# and now.... FLUFFY spoo!



## flyingduster (Sep 6, 2009)

We had the curly spoo... well the next step is a soggy spoo:










(lmao, her limp 'xmas tree' tail is hilarious!)

and then we turn into a (very) FLUFFY spoo

__
Sensitive content, not recommended for those under 18
Show Content










haha, 'cept she can't see, obviously, so her topknot gets tied up nice again:









Now I did do a wee photo shoot this afternoon, but you won't see the results of that until the weekend, you'll know why then. haha! For now, enjoy a fuzzy spoo who has way more coat than I realised... lol









For those talking about dryers before, I use the ezycoat dryer on her, and she's usually dry in less than an hour, maybe 45 mins? I didn't time it today though! lol.


----------



## bluespoomommy (Feb 25, 2010)

i love fluffy over-the-eyes top knots! too bad it isn't practical...


----------



## jak (Aug 15, 2009)

Haha, so fluffy!
and I got to cuddle it today ! lol
You never told me about the photo shoot lol!?!

I guess I'll have to wait!


----------



## ArreauStandardPoodle (Sep 1, 2009)

What a pretty, pretty girl Paris is!! I love her. She is gorgeous and just loaded with personality!!


----------



## redcricket (Dec 5, 2009)

Paris is just SO beautiful!! Swoon!  I just think she has the most beautiful coat, and I LOVE her fluffy topknot!

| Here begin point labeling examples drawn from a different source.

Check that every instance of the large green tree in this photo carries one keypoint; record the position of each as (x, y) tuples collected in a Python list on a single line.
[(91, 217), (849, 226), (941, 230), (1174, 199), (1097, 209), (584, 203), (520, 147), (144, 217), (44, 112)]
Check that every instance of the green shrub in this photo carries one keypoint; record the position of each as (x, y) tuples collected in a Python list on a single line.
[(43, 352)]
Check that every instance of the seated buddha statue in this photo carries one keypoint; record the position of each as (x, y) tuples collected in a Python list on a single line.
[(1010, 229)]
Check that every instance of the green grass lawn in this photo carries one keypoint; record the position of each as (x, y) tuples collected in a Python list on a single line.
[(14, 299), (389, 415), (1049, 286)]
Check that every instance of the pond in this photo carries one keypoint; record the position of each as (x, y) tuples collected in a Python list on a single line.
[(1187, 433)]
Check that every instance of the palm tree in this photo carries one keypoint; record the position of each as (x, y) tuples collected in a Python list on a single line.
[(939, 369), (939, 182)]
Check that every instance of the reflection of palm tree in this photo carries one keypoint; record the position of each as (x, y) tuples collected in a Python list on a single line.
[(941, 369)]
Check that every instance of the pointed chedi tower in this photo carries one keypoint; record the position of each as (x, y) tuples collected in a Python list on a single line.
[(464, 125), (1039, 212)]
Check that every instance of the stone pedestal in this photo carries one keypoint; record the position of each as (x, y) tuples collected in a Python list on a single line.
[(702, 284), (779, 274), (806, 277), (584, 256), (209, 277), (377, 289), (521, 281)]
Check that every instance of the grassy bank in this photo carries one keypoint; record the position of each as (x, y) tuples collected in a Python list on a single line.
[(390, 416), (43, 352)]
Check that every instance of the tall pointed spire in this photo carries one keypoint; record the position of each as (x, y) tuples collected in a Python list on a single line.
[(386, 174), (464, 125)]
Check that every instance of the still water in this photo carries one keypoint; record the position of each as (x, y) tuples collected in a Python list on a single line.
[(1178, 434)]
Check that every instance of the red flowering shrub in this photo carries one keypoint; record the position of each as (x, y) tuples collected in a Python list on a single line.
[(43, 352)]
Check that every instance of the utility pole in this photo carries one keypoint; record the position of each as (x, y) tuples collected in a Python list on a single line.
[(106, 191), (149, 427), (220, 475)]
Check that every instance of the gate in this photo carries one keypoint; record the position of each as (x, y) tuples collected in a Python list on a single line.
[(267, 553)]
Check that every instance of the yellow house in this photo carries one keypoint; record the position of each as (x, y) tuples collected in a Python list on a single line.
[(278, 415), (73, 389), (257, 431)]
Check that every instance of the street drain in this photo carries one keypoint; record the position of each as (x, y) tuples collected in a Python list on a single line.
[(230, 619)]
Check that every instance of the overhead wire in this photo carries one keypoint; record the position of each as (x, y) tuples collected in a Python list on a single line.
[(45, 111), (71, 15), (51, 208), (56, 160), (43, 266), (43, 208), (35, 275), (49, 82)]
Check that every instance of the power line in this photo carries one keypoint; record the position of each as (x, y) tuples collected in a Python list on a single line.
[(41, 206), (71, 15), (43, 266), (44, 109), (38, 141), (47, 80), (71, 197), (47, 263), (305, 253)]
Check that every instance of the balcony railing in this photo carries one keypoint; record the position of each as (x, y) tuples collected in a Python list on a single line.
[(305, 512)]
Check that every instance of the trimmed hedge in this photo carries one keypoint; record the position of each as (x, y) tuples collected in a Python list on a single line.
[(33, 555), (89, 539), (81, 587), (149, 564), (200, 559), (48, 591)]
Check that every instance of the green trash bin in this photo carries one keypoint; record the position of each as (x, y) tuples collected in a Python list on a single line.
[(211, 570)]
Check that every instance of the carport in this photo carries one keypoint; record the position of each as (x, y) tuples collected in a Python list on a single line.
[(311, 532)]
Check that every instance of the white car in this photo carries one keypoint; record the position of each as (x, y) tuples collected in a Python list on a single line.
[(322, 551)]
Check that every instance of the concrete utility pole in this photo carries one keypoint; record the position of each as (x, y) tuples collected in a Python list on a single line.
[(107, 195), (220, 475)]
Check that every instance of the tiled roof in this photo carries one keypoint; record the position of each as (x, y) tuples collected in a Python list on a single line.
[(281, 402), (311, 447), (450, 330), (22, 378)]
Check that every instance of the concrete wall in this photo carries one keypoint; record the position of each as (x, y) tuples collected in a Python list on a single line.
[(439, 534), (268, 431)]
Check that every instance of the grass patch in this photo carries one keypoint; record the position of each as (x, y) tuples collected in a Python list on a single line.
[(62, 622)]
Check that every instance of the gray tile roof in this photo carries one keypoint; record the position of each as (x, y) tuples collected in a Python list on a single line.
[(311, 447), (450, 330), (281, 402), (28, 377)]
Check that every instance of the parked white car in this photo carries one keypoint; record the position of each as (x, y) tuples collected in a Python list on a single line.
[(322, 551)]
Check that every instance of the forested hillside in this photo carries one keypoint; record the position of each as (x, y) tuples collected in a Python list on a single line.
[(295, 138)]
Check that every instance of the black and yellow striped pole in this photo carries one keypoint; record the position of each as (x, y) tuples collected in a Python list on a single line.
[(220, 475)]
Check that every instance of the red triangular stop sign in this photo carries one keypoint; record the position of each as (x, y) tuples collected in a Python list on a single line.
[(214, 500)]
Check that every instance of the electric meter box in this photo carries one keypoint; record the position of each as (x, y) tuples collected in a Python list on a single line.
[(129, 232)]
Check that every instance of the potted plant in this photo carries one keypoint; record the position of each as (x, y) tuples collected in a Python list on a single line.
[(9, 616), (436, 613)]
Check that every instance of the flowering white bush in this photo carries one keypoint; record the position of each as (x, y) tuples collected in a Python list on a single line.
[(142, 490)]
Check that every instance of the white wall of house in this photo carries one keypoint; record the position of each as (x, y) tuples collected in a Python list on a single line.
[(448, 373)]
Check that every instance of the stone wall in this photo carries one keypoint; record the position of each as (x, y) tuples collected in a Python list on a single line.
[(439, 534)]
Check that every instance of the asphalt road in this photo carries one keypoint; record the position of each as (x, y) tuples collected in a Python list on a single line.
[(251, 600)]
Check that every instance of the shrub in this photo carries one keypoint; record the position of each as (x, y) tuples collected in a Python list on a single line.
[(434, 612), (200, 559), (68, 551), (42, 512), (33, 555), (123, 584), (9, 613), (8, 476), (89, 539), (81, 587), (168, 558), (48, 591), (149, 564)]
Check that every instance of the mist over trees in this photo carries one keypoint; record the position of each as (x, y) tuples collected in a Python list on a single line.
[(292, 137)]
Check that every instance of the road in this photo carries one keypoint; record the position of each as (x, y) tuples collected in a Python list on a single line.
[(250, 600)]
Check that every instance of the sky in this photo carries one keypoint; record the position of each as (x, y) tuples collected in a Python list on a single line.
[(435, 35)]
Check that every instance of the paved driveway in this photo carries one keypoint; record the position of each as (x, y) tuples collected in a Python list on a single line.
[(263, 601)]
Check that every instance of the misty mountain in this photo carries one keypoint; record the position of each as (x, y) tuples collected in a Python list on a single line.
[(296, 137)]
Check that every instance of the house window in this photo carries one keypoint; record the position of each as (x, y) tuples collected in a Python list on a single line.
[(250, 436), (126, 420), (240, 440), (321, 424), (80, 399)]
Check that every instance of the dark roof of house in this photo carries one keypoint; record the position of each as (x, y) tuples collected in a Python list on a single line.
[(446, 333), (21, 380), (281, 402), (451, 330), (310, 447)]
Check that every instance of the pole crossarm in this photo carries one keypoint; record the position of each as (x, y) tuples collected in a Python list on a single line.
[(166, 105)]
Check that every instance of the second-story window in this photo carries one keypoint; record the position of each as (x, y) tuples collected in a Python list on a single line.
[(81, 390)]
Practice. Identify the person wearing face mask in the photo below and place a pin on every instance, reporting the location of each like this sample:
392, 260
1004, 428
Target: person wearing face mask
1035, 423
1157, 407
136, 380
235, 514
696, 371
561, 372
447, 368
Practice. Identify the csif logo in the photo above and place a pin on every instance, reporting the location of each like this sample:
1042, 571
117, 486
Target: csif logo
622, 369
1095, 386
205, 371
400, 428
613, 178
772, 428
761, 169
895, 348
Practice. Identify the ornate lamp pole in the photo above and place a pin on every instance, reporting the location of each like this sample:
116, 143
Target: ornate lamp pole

I hope to grow Cricket's topknot that long someday!


----------



## spoospirit (Mar 10, 2009)

_Awwwww....Paris is all fluffy again! She looks fabulous as always.
_


----------



## aprhj (Jun 16, 2009)

I just love Paris, she is beautiful. Curious about the photo shoot and can't wait to see.


----------



## BFF (Jun 10, 2009)

What a transformation. I like her wet look too. She almost looks a little corded. I really like the way she wears the cut you have her in. Of course, she would look good in anything!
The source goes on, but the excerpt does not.